9. Por sua vez, o laudo social demonstrou que o núcleo familiar é composto pela autora e por seu marido. O estudo social também apurou que, apesar de a renda per capita ser superior a 1/4 do salário-mínimo, as despesas da família são incompatíveis com a renda disponível, com comprometimento de alguns itens básicos e fundamentais para que tenham uma vida digna. Diante disso, ficou constatada a vulnerabilidade social da parte autora.
10. As parcelas atrasadas devem ser acrescidas de correção monetária e de juros moratórios conforme a versão mais recente do Manual de Orientação de Procedimentos para os Cálculos na Justiça Federal, vigente no momento da liquidação, o qual incorpora as orientações jurisprudenciais do Supremo Tribunal Federal e do Superior Tribunal de Justiça (Tema n. 810/STF e Tema n. 905/STJ), bem como os ditames da Emenda Constitucional 113/2021, observadas as alterações legislativas supervenientes.
11. Uma vez não provido o recurso de apelação da parte ré, os honorários advocatícios deverão ser majorados em cinco pontos percentuais, em favor do patrono da parte recorrida, com base no disposto no artigo 85, §11, do Código de Processo Civil, observando-se o limite máximo estabelecido nos §§ 2º e 3º do mesmo artigo.
IV. DISPOSITIVO
12. Apelação do INSS desprovida.

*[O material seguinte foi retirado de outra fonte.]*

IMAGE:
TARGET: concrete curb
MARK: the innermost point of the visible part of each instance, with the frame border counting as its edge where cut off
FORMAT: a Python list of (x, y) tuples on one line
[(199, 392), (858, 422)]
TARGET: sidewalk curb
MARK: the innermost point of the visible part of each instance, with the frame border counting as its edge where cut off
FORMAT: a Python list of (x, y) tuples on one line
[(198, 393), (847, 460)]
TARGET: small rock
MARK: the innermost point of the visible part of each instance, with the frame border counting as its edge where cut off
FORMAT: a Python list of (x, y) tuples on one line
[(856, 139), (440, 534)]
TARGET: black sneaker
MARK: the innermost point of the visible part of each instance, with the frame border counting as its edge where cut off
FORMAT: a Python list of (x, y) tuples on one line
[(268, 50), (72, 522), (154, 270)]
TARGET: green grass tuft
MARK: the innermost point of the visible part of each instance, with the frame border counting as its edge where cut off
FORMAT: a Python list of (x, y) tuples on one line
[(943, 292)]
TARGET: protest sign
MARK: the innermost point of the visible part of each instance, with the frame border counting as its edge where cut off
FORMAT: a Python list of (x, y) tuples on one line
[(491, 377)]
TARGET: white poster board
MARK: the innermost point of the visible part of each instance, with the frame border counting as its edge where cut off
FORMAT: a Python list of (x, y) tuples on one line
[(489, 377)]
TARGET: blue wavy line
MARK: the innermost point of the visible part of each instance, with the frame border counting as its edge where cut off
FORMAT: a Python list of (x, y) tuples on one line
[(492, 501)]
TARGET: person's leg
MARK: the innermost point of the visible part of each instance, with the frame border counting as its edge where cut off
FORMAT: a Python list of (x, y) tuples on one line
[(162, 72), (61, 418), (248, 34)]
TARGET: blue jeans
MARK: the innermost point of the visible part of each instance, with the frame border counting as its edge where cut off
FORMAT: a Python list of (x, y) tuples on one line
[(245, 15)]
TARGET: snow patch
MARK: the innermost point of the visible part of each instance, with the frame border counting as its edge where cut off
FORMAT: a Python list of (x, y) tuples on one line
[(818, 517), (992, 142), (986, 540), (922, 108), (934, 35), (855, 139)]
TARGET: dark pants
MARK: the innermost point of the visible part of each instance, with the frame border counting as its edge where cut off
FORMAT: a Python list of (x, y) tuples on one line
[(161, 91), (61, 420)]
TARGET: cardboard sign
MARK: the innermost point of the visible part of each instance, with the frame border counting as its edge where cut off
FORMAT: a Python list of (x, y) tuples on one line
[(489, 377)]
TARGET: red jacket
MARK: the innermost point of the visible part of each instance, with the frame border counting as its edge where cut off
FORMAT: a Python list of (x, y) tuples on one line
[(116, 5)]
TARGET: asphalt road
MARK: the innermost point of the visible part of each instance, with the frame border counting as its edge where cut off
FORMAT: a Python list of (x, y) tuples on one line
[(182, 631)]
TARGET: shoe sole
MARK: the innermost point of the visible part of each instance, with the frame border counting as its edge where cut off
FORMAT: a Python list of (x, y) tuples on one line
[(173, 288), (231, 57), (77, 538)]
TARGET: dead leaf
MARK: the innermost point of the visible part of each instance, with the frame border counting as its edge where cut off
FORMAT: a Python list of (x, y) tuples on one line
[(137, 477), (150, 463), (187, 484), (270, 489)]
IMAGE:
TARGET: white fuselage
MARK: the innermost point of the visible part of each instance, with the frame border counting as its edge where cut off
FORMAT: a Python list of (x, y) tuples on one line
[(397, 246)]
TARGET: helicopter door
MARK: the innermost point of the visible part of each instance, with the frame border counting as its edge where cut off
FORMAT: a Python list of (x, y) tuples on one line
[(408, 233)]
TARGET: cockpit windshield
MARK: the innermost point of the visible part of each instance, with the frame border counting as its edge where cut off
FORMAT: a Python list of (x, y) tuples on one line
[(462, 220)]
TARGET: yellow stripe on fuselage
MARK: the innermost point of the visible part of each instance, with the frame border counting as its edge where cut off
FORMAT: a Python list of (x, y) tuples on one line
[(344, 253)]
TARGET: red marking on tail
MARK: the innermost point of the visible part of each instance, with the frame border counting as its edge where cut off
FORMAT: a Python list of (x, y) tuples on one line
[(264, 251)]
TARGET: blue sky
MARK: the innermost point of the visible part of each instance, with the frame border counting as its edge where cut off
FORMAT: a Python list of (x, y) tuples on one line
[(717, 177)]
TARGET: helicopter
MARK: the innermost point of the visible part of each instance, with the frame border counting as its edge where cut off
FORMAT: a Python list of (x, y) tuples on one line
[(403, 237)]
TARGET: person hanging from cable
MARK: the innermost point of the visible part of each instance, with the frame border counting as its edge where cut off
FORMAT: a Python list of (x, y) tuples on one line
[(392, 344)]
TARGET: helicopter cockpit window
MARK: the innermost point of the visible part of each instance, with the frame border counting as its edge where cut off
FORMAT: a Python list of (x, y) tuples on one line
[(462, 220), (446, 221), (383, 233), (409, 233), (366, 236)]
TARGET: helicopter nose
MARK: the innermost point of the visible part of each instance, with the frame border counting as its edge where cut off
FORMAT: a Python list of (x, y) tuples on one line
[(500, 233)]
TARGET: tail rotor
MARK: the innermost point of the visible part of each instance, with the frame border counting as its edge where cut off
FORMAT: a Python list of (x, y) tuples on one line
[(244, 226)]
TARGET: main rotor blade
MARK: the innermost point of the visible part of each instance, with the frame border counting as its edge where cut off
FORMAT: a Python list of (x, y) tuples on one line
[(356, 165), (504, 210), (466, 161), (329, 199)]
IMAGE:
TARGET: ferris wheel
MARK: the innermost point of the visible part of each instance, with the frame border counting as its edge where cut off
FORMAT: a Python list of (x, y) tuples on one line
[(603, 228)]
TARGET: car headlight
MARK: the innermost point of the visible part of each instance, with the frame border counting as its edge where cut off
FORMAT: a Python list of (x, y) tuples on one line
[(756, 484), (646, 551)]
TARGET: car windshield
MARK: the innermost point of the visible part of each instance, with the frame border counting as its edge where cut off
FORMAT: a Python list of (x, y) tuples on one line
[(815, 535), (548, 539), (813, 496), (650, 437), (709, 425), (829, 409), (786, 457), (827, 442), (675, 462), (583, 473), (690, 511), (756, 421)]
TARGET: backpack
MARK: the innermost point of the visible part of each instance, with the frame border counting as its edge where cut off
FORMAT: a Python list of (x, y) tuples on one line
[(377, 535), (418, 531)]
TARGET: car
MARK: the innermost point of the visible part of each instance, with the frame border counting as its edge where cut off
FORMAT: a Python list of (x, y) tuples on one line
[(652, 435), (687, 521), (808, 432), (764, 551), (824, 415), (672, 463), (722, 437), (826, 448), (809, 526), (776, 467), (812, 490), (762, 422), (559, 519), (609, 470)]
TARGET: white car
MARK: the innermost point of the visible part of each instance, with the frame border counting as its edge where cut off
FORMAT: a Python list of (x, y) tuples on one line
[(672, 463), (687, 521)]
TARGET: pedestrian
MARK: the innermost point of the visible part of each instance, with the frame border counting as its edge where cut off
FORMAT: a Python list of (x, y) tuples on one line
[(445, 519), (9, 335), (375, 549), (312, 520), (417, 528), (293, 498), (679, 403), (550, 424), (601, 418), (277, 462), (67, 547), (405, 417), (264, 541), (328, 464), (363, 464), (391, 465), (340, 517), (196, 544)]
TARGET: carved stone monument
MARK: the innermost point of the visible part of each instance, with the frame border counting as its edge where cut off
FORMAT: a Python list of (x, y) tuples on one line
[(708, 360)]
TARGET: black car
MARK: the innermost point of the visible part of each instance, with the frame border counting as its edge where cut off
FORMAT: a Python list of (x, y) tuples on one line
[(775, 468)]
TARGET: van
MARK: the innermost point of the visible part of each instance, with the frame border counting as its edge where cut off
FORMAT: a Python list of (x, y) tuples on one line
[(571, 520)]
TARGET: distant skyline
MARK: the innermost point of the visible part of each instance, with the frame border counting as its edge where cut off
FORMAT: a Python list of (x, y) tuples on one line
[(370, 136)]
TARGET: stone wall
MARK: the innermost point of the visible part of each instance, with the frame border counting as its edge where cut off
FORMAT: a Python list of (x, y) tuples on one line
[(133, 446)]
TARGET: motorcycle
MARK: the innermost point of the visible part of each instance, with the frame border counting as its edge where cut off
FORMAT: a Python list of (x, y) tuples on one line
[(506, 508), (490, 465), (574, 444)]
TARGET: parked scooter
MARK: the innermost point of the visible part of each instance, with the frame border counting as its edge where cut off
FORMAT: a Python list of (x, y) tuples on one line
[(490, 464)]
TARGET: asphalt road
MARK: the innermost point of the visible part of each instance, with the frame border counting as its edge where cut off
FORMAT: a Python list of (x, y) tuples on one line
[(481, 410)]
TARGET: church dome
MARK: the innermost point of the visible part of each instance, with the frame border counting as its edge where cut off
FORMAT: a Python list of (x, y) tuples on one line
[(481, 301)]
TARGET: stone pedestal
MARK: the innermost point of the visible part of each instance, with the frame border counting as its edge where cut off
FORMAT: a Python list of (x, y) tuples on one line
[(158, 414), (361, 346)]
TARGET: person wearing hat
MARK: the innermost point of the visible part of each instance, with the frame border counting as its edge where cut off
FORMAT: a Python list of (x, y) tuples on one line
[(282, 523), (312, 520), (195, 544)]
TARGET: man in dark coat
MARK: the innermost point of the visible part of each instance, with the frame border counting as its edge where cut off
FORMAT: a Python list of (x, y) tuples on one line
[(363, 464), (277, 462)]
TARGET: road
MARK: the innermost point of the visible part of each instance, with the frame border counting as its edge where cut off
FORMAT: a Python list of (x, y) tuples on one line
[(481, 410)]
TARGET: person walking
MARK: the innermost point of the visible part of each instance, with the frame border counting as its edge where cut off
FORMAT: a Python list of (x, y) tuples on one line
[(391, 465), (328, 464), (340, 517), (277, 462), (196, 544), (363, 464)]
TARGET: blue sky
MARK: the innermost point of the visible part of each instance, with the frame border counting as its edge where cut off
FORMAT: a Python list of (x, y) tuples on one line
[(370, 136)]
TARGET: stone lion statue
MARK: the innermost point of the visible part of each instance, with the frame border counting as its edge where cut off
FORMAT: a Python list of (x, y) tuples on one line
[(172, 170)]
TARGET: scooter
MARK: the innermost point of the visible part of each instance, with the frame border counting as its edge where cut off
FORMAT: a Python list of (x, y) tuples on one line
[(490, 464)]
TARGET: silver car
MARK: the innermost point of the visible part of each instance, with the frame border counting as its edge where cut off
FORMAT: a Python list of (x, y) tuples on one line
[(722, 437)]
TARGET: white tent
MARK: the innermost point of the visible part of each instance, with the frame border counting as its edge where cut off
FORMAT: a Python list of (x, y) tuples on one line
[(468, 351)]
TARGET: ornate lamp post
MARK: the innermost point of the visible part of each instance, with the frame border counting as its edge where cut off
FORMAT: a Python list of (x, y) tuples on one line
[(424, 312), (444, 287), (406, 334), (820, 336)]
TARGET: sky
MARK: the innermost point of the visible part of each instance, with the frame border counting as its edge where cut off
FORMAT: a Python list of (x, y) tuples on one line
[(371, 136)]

Fixados, de ofício, os critérios de correção monetária e juros moratórios.
ACÓRDÃO
Vistos e relatados estes autos em que são partes as acima indicadas, a Egrégia 2ª Turma - Prev/Serv do Tribunal Regional Federal da 6ª Região decidiu, por unanimidade, negar provimento à apelação do INSS e fixar, de ofício, os critérios de juros e correção monetária, nos termos do relatório, votos e notas de julgamento que ficam fazendo parte integrante do presente julgado.
Belo Horizonte, 25 de junho de 2025.